Is there something Thames Water isn’t telling us, or are Australians just more particular about their water?


3 Responses to “Water”

  1. waterboy Says:

    “Coming from London, where our drinking water has been through seventeen people (and a water treatment plant) before it gets to us.”

    That old myth – and the number of people is ever increasing. It used to be seven.

    Qu – how do you know the water has been through 17 people before it gets to you and what happens to it after that – where does it go so that it avoids the 18th person?

    Unfortunately, this is one of the great myths of water recycling – known as the ‘7 sets of kidneys argument’

  2. waterboy Says:

    So much for Victoria not recycling any water:

    Residents tap into recycled water

    13 October 2006

    Cranbourne is home to the first Victorian house connected to a centralised recycled water scheme.

    Hunt Club residents Erika and Paul Plier were helped by Water Minister John Thwaites in turning on the recycled water at their house yesterday (Wednesday).

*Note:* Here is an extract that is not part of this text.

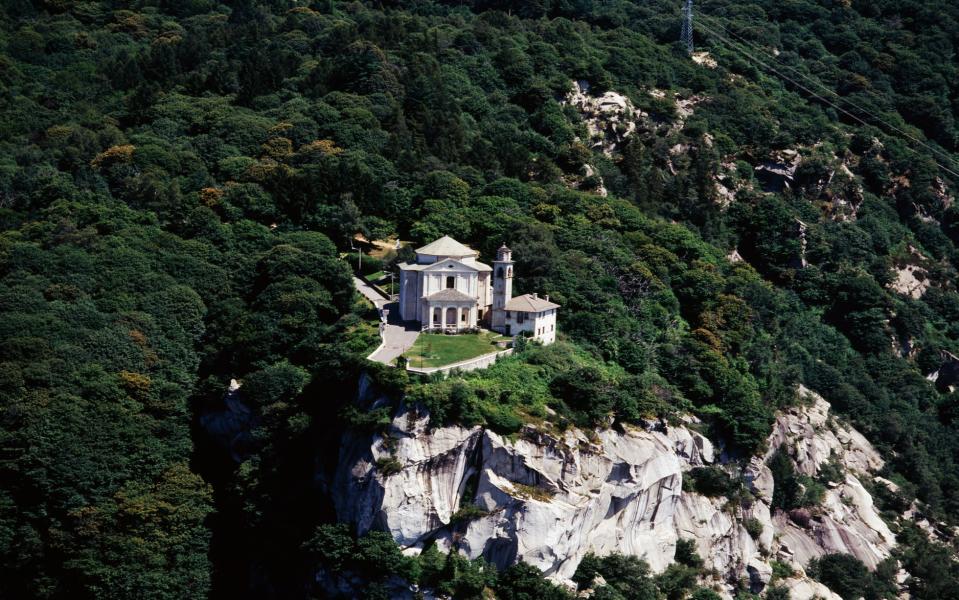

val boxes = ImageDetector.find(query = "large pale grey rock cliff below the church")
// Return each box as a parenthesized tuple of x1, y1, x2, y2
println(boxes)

    The Bradford Drive property is the first of about 1200 houses in the Hunt Club that will be fitted with a system that enables recycled water to be used for both inside and outside needs.

    This is expected to save about 200 million litres of drinking water each year.

    Mr Thwaites said the recycled water initiative was the way of the future for Victoria and would dramatically cut the use of drinking water being used to water the garden, wash the car and flush toilets.

    “Recycled water is not subject to the same water restrictions as drinking water, allowing these residents to water their gardens all year round,” Mr Thwaites said.

    Bright purple hoses, taps, pipes and meters indicate to residents that the water supply is recycled and not fit for human consumption.

    The introduction of recycled water into the Hunt Club is a joint initiative between the State Government, South East Water and the developers of the estate, the Dennis Family Corporation.

    With the continued dry climate, increased population and parts of Victoria being severely affected by drought, the recycled water initiative is seen as an integral part of protecting water reserves.

    “This project further establishes recycled water as an important resource in Melbourne’s water supplies,” Mr Thwaites said.

    Dennis Family Corporation executive chairman Bert Dennis said new residents to the development were helping Melbourne’s water shortages by turning on the purple garden tap.

    “By using recycled water for outside use and toilet flushing, residents will reduce their drinking water use by about 40 per cent,” he said.

  3. Geoff Says:

    I read that every breath you take, a couple of molecules were exhaled by Oliver Cromwell.